Recordando a comunidade de escritores emigrados logo após o Outubro Vermelho – ou poucos anos depois –, ele passa a traçar alguns precisos retratos de Vladislav Khodassievitch, do grande Ivan Bunin (seu sketch do velho Cavalheiro às voltas, como uma múmia, com um longo cachecol, numa calçada parisiense, é impagável) e esboça rápidos perfis de Poplavski, Aldanov, Kuprin e Marina Tsvetaeva (“mulher de um agente duplo e poeta de gênio”) até chegar a V. Sirin, apenas para acrescentar de forma quase misteriosa: “Mas o escritor que mais me interessava era naturalmente Sirin.
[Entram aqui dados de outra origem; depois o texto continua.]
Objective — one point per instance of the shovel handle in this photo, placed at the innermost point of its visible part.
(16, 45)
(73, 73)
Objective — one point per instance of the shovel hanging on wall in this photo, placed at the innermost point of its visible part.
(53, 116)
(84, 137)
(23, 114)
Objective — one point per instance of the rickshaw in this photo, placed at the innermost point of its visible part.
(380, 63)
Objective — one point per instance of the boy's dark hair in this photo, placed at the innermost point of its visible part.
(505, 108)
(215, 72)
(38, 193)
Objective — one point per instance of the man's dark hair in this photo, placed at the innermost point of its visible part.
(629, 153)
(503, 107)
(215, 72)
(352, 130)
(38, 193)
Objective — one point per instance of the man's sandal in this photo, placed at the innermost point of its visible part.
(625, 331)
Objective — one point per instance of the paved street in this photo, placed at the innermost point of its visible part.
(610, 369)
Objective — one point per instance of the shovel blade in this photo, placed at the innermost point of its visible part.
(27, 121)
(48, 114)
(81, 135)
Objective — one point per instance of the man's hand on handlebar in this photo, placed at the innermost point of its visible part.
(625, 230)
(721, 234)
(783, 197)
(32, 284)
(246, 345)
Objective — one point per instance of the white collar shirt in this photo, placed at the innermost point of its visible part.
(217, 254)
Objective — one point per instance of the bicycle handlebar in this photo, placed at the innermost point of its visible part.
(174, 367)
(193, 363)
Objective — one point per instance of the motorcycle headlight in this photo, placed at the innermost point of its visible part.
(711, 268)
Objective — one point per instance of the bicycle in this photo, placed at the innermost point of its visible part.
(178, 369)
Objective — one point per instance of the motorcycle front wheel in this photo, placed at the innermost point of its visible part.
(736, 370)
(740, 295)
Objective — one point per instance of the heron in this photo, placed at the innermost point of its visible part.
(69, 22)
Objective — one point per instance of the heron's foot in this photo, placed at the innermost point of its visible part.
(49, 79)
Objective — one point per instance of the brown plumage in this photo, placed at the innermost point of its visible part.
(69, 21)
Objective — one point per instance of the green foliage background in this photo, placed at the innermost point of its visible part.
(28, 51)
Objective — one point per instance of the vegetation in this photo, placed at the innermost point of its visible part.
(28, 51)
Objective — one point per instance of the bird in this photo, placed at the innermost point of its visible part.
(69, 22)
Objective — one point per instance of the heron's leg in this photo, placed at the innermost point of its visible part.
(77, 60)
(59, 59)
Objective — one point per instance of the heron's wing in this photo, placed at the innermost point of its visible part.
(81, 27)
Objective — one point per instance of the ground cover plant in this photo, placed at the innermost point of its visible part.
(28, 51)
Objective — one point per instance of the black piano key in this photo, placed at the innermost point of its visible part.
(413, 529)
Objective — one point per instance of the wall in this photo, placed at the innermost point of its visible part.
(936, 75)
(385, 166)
Pertencia à minha geração. Dos jovens escritores no exílio, era o mais solitário e o mais arrogante. A partir da publicação do seu primeiro romance em 1925 e ao longo dos 15 anos seguintes, até desaparecer tão prontamente quanto surgira, sua obra sempre despertava um interesse intenso e mórbido da parte dos críticos. Assim como os divulgadores marxistas da década de 1880 na velha Rússia teriam denunciado sua falta de interesse pela estrutura econômica da sociedade, os mistagogos da literatura no exílio deploravam sua falta de percepção religiosa e de preocupação moral...”
E Nabokov segue falando, em A pessoa em questão (?), da obra e da vida de Vladimir Sirin, que, de fato, publicou Mashenka (e mais dois ou três romances discutidos nos círculos dos refugiados), mas cujo verdadeiro nome – veio a se descobrir mais tarde – era... Vladimir Nabokov. Ou Sebastian Knight. Ou, aliás, John Francis Shade, ou, ainda, Charles Kimbote e todas as personas do escritor embutido nas muitas matrioscas da sua alma (para evocar, apropriadamente, o tradicional brinquedo russo de uma figura de boneca dentro de outra), como um livro dentro de um livro ou um espelho dentro de um armário de vidro.
Em tempo: exemplares (parisienses e berlinenses) de “V. Sirin” valem hoje uma fortuna, no mercado de livros raros. O nome também aparece – junto com o de Nabokov – em algumas enciclopédias literárias, no capítulo da ficção russa pré-revolucionária. E existe um gênero de borboleta, descoberta pelo autor de A verdadeira vida de Sebastian Knight, que está nos anais da entomologia, sob o nome de Lycaeides sublivens Nabokov.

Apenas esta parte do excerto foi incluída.